Educated at boarding school in Britain and a military academy in Australia, the 68-year-old monarch is married to his fourth wife and spends almost all his time in Germany, often in the company of a girlfriend known as the “royal consort” and a retinue of attendants and security. Even from that distance he has taken a more assertive role in Thai politics, brought two military units under his command and changed the law to allow himself to reign from abroad.
In July 2017, nine months after he assumed the throne, a law passed by the military-dominated parliament placed the Crown Property Bureau’s assets “under His Majesty’s discretion,” ending the previous arrangement under which the monarch could spend the bureau’s income at will but left buying and selling decisions to the board of directors.
The king removed the finance minister and the bureau’s long-standing director-general from the board and installed his private secretary, a 69-year-old with no finance or economics background, as chairman and several other loyalists as members.
“The assumption must be that the monarch is now the principal decision-maker,” said Tom Felix Joehnk, a Bangkok-based writer and economist.
The assets are now subject to taxes for the first time, but little else about the portfolio has changed. Vajiralongkorn has retained the corporate shareholdings and generally continued its conservative approach to land.
The plots include some of the most sought-after neighborhoods in the capital, along the Chao Phraya River and in the commercial districts of Silom and Sukhumvit. But Porphant found that 93% of the land generated little to no income, rented at “much lower than market rates” to slum communities, state agencies, schools, foundations and others with special relationships to the crown.

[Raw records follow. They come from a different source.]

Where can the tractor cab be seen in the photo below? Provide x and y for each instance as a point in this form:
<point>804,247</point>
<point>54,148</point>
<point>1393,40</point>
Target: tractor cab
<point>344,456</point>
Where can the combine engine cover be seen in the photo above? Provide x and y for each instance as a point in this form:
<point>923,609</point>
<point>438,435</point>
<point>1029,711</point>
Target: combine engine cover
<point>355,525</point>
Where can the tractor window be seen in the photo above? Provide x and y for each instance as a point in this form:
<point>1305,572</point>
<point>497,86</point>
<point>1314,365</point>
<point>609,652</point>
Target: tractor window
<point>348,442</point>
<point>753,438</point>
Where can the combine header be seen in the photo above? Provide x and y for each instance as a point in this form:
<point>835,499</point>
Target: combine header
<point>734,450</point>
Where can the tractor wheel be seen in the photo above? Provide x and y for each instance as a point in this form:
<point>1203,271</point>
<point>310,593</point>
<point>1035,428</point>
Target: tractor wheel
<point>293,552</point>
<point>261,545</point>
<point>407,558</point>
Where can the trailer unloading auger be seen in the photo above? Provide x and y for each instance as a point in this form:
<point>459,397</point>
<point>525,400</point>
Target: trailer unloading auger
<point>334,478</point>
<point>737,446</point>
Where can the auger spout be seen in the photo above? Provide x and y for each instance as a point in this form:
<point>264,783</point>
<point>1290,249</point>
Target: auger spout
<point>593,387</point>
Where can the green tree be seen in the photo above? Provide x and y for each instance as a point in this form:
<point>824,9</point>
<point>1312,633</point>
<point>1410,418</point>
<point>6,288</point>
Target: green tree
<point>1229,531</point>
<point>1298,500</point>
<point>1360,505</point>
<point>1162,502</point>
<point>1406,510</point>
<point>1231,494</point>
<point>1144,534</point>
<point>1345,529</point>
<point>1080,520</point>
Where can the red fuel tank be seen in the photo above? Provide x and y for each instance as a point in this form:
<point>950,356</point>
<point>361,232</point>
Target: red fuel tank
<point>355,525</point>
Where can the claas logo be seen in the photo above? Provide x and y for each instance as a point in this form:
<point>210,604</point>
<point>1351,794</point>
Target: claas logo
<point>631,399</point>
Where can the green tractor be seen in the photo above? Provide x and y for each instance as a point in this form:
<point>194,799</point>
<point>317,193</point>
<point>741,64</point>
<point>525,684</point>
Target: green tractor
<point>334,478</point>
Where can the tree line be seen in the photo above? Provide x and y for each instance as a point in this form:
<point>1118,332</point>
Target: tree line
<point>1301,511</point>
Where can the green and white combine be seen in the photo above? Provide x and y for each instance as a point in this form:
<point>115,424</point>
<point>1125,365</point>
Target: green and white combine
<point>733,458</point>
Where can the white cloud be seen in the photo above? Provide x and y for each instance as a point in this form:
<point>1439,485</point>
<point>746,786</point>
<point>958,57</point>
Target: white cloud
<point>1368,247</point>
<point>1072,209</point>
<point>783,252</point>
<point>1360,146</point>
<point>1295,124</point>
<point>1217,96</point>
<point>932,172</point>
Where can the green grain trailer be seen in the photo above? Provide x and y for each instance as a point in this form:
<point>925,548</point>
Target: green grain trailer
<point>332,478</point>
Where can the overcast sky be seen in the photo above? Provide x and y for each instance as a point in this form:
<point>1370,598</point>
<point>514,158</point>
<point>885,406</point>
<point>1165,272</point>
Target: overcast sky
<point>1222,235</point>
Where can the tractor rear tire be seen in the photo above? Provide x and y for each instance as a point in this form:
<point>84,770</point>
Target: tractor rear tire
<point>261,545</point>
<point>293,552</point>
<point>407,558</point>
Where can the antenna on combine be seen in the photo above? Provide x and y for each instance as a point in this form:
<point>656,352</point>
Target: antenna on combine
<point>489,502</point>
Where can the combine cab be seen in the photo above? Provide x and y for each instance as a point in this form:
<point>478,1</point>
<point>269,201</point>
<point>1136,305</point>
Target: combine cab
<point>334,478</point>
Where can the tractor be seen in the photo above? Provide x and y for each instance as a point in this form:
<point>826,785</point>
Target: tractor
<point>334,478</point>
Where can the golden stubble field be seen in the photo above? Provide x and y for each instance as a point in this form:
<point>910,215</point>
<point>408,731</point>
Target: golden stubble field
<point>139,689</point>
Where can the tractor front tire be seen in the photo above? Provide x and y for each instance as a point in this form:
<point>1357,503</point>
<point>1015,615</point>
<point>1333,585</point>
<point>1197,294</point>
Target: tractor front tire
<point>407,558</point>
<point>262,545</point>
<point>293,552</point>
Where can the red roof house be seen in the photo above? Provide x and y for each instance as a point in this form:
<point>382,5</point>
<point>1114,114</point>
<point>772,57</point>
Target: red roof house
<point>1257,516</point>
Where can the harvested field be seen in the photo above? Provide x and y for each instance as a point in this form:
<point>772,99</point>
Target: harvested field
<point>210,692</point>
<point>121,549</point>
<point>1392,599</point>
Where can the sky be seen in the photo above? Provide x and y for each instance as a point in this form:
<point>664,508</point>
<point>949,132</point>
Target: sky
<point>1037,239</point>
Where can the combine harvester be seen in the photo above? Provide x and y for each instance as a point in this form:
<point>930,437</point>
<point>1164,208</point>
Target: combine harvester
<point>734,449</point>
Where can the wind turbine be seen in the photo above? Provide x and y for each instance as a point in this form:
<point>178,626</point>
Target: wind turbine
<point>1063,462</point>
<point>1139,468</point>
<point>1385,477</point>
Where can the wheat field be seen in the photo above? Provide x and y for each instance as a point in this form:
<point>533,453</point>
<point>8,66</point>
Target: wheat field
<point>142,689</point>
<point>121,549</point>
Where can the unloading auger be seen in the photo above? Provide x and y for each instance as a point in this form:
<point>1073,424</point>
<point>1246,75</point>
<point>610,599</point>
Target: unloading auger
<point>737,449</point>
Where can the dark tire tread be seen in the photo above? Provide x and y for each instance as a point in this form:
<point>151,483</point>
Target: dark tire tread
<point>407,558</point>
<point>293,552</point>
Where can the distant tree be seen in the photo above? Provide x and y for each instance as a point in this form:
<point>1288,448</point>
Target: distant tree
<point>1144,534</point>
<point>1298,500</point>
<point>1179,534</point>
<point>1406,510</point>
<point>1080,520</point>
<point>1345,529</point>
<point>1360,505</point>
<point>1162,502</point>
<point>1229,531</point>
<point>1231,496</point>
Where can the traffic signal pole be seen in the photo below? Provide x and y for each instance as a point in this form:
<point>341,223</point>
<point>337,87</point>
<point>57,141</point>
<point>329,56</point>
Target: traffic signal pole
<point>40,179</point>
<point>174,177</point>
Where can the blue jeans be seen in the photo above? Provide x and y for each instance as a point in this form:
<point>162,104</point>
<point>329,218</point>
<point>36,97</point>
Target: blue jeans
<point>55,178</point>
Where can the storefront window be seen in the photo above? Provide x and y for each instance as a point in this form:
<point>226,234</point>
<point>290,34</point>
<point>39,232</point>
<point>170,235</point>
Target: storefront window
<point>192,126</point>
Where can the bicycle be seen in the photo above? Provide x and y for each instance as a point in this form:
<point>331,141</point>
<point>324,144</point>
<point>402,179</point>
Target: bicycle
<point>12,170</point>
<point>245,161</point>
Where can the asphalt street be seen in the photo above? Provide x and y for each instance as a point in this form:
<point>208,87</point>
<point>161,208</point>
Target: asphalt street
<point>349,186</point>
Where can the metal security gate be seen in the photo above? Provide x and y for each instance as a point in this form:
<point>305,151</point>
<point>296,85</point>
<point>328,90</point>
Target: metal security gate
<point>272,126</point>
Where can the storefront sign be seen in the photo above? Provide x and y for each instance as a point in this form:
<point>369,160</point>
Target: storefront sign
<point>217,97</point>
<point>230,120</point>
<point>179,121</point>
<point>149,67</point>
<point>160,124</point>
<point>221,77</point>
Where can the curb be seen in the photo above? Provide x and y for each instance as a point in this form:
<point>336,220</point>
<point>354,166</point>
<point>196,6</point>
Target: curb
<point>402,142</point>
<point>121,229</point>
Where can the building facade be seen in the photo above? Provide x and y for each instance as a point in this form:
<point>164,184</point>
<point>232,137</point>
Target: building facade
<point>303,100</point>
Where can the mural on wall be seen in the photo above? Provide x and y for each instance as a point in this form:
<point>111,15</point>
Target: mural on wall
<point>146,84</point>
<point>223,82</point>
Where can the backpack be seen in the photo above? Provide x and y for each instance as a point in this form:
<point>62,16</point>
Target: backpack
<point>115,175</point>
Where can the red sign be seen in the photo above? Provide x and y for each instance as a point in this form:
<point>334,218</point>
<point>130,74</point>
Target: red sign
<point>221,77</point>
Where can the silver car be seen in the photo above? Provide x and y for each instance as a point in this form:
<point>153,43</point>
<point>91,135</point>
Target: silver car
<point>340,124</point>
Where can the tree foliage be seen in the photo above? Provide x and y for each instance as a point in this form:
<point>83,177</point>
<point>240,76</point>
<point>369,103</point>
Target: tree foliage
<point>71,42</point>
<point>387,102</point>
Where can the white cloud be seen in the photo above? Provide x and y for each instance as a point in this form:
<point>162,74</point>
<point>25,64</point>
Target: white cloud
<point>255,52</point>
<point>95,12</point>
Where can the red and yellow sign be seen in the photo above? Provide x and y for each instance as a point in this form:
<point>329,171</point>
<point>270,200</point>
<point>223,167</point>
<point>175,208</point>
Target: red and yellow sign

The last category includes the U.S. government, which for decades has rented the ambassador’s residence — a stately, blue-shuttered mansion surrounded by lawns — for just “a few hundred dollars” a month, Joehnk said.
Critics say the opaque system allows the king to treat land deals as political favors, at odds with demonstrators’ goal of a modern constitutional monarchy. In a 2011 interview with author Serhat Unaldi, former director Chirayu Isarangkun na Ayuthaya said the bureau considered “social benefits … not only financial values” when developing land for commercial use.
Still, the bureau has sought to extract more money from its land since the 1997 Asian financial crisis temporarily wiped out its income.
Newer tenants include Bangkok’s top shopping malls and luxury hotels. In 2017 it signed over several adjoining plots to build Thailand’s biggest private development, a $3.6-billion complex of hotels, condos and a mall on what had been a boxing stadium and night market.
In 2018 the capital’s much loved zoo suddenly announced it was moving from crown-owned land opposite the former king’s residence to a new site in a northern suburb. Other properties in the area have also been retaken by the crown, fueling speculation that Vajiralongkorn might build Bangkok’s first new royal palace in more than a century.
“There is a fair amount of land being developed, but it is not clear to me that there is a shift in the investment strategy,” Joehnk said. “The development of royal land for royal purposes [would be] new, though.”
Those seeking answers from the bureau, which didn’t respond to an interview request, would be disappointed. It hasn’t published an annual report since 2016. Parts of its website pull up empty pages; most of the English-language site is “under construction.”
“The status of the organization is clear now, whereas it wasn’t so clear before,” said Kevin Hewison, an emeritus professor of Asian studies at the University of North Carolina at Chapel Hill. “It was in a legal nether land and it’s not now. It’s the king’s own personal property. But there’s much less information about it.”